Geçtiğimiz günlerde Kudüs Mescid-i Aksa’da İsrail’in yaptığı yeni baskın ortamı daha da gerdi. Zaten son dönemde bölgede İsrail’in hoyratlığı devam ederken, böyle bir zamanda bu tarz baskın ve zorbalıkların aslında perde arkasında başka bir amacı var. Bu amaç ise 2021 yılı bitmeden Filistin’in başına bir kurtarıcı ve bu zulümleri bitirecek olan kişi olarak lanse edilen Muhammed Dahlan’ın başa getirilmesidir. Bu hususu çok önceden de dile getirmiştim.
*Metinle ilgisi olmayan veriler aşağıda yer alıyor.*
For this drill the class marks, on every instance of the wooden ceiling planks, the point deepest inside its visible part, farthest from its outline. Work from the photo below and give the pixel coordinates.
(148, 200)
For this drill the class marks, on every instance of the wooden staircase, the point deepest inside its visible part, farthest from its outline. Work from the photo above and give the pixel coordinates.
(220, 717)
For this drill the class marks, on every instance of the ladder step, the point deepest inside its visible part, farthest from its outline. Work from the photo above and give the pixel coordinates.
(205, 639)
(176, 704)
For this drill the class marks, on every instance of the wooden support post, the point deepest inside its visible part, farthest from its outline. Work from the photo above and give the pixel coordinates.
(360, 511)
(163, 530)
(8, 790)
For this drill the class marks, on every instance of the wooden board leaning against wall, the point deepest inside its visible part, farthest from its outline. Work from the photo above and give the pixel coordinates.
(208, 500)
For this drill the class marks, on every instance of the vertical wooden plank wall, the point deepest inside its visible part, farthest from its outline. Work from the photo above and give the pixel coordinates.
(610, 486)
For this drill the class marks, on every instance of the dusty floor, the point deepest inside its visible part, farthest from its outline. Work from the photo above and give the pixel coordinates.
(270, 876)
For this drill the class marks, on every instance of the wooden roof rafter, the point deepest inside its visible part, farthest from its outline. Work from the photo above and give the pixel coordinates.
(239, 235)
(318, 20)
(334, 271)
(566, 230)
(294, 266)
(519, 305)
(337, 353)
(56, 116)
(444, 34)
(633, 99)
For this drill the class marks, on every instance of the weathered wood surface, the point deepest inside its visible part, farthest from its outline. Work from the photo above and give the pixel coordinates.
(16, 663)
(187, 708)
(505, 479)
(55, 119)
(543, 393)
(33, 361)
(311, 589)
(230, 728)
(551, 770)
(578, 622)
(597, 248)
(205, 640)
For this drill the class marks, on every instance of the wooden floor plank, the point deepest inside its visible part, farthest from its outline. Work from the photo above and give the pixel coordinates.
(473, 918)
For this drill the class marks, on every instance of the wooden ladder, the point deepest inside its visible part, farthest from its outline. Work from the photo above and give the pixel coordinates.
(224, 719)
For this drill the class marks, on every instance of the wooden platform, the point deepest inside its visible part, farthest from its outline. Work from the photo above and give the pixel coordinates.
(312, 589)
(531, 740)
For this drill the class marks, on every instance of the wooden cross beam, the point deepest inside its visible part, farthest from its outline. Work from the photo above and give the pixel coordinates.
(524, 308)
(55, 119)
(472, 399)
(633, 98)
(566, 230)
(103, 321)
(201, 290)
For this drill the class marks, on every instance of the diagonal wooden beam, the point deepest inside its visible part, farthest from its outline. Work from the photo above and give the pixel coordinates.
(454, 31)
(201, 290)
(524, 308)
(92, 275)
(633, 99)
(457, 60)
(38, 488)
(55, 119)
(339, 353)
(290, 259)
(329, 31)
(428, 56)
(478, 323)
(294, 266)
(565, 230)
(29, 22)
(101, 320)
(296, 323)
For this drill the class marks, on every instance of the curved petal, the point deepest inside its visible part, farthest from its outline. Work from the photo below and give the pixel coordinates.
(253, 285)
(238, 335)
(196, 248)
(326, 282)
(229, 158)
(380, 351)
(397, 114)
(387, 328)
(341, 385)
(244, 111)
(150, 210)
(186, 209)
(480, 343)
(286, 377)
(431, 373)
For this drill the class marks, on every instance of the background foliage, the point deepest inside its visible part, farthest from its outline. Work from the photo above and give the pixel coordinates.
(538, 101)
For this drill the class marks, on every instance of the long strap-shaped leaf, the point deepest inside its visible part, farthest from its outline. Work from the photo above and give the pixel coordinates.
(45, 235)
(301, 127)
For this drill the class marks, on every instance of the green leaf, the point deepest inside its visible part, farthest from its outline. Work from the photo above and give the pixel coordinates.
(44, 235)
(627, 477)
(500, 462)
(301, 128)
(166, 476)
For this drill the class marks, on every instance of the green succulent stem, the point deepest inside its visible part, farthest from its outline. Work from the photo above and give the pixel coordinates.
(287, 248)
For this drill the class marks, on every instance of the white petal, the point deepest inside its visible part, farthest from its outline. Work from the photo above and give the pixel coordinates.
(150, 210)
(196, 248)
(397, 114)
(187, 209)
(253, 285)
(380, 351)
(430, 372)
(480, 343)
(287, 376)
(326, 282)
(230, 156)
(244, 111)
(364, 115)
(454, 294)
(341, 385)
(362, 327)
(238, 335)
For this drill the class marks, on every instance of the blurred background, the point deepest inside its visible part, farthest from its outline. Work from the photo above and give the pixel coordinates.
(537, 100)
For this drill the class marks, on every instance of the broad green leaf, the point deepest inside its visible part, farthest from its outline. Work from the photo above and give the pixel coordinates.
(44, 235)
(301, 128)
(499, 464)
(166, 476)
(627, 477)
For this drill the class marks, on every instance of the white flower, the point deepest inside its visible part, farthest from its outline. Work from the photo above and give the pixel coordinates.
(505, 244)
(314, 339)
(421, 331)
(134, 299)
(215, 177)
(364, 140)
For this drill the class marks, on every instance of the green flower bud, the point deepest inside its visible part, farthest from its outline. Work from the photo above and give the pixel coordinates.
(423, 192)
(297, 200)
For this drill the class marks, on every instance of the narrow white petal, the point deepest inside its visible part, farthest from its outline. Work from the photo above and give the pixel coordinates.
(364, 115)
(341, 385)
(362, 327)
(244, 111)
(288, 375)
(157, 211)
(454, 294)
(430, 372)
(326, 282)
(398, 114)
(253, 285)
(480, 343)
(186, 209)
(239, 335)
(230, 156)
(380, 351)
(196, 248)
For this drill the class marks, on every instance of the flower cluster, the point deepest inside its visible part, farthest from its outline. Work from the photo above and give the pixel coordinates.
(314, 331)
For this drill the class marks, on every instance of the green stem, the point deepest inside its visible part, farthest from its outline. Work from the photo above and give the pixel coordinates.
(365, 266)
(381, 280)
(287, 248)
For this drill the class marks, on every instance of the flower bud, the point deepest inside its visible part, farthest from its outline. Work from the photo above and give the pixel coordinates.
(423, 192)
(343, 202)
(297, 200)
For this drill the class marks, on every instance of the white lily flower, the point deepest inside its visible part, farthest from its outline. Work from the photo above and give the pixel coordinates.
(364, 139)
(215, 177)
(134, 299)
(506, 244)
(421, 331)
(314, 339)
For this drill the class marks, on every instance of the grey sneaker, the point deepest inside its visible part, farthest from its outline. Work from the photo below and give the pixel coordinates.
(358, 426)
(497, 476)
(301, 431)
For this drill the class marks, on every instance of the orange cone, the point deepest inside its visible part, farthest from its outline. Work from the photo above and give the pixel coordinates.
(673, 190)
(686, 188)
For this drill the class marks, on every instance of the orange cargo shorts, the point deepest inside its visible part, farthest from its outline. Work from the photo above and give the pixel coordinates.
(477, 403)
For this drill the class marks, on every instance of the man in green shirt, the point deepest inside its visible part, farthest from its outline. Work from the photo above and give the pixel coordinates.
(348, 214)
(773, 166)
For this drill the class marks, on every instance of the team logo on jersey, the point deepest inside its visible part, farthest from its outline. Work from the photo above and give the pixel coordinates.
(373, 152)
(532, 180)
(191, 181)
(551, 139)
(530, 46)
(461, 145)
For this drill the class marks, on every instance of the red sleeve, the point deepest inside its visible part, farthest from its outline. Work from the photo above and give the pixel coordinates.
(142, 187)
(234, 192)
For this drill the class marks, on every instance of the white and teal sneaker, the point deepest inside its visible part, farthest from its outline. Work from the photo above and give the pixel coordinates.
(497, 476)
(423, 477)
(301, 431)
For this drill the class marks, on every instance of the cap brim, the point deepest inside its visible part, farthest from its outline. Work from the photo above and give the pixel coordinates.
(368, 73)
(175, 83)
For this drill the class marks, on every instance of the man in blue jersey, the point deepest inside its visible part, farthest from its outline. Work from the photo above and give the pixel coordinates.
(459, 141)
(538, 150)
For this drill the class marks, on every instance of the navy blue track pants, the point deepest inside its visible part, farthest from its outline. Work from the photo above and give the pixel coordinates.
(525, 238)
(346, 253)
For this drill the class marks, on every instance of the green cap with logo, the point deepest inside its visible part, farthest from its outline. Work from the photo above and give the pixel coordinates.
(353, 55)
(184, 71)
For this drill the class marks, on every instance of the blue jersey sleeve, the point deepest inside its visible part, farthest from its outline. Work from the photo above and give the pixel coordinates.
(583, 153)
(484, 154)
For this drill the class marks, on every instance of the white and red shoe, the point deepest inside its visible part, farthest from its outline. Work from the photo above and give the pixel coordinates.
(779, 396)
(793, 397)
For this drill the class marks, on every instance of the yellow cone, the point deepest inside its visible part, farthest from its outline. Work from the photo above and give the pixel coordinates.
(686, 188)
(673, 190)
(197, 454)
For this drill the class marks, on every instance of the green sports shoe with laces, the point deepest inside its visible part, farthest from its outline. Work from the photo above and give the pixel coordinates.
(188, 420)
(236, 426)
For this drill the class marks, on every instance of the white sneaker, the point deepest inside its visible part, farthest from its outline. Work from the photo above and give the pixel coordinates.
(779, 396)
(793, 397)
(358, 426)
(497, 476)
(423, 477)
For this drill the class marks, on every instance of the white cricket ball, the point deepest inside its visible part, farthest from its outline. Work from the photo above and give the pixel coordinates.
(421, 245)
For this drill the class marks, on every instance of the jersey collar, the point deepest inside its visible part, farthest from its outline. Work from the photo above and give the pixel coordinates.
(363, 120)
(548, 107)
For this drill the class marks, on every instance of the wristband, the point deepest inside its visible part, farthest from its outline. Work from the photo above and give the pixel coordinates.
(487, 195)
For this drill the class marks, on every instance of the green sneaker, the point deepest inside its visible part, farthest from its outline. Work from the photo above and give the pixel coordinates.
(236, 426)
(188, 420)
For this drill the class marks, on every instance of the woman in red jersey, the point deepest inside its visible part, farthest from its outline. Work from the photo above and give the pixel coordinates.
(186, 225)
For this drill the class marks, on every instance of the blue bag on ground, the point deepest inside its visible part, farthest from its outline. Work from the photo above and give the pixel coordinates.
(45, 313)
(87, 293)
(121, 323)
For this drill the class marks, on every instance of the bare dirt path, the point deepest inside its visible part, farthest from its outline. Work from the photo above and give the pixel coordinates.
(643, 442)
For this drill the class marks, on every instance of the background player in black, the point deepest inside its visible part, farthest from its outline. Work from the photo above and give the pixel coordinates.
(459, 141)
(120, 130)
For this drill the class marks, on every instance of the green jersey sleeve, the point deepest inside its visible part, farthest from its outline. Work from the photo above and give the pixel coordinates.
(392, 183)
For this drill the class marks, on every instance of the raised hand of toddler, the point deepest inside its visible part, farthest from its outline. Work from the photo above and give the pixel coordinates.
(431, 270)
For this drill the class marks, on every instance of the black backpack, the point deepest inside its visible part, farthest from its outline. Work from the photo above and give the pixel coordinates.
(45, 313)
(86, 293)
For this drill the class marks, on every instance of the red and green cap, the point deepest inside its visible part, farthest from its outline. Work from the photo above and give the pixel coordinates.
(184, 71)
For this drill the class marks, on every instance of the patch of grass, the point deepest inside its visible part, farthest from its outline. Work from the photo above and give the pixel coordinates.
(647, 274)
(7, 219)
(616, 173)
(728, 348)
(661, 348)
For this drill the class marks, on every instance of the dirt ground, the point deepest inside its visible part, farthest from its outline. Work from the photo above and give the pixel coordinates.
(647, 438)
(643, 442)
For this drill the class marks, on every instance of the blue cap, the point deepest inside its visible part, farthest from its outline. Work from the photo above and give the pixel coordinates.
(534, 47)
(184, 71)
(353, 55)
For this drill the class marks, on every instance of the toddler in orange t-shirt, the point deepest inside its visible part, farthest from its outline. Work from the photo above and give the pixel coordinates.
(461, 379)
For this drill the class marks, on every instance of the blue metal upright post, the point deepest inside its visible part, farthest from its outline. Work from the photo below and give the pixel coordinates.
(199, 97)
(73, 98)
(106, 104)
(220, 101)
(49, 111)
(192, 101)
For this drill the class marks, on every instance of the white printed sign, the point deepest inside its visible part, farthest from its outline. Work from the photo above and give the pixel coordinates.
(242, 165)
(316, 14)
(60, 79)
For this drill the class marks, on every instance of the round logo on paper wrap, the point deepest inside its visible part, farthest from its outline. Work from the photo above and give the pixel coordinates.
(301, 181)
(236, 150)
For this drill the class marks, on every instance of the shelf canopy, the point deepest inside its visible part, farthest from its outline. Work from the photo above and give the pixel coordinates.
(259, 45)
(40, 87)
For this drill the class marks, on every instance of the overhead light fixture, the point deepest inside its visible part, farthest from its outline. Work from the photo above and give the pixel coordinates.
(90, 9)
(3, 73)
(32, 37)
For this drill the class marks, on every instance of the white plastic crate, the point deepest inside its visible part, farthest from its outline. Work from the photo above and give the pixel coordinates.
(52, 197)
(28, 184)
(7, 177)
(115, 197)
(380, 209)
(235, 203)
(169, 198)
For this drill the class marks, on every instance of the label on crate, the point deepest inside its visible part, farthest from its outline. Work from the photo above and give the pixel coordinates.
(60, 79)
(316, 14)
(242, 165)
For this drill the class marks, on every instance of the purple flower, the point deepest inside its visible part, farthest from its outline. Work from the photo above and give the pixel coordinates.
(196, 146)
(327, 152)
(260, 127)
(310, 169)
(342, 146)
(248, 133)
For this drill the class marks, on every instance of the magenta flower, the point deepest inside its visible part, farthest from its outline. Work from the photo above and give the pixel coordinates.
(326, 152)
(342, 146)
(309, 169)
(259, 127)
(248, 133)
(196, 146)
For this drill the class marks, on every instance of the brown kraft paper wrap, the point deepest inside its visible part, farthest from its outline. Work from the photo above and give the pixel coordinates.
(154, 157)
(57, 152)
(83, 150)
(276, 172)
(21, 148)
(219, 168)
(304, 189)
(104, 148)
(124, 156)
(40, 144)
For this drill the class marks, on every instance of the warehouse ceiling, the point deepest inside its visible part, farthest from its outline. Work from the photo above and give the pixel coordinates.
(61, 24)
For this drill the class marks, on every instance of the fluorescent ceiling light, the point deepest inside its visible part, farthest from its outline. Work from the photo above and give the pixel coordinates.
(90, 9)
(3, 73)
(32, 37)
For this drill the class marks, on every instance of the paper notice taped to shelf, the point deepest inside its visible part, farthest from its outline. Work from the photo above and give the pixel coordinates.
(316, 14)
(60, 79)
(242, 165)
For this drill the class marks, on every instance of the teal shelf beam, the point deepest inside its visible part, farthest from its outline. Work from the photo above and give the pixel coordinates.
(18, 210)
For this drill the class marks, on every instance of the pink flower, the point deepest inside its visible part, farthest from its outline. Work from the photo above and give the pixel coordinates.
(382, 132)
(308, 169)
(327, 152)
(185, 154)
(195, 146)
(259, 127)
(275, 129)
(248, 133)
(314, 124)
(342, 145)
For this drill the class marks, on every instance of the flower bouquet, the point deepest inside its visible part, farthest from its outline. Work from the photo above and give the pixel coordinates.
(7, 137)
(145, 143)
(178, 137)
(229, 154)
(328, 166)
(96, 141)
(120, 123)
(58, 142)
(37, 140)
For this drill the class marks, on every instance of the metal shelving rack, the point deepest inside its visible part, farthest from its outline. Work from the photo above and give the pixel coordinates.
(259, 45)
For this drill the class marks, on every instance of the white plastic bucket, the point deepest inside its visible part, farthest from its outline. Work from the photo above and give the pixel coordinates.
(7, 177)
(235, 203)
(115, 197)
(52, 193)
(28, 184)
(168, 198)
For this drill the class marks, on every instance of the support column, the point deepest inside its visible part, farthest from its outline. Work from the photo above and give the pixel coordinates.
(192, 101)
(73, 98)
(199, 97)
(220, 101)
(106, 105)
Filistin’de olaylar önümüzdeki süreçte daha da artarak devam edecektir. Bu baskıyı ve İsrail’in Filistin’deki zulmünü bitirecek kişi olarak Muhammed Dahlan kurtarıcı olarak sunulacaktır. Zaten Filistin’de ikidir seçimleri iptal eden Mahmud Abbas’da İsrail’in isteği doğrultusunda hareket edip şartların olgunlaşmasını beklemektedir.  Kısacası Filistin’e büyük bir operasyon çekilmektedir…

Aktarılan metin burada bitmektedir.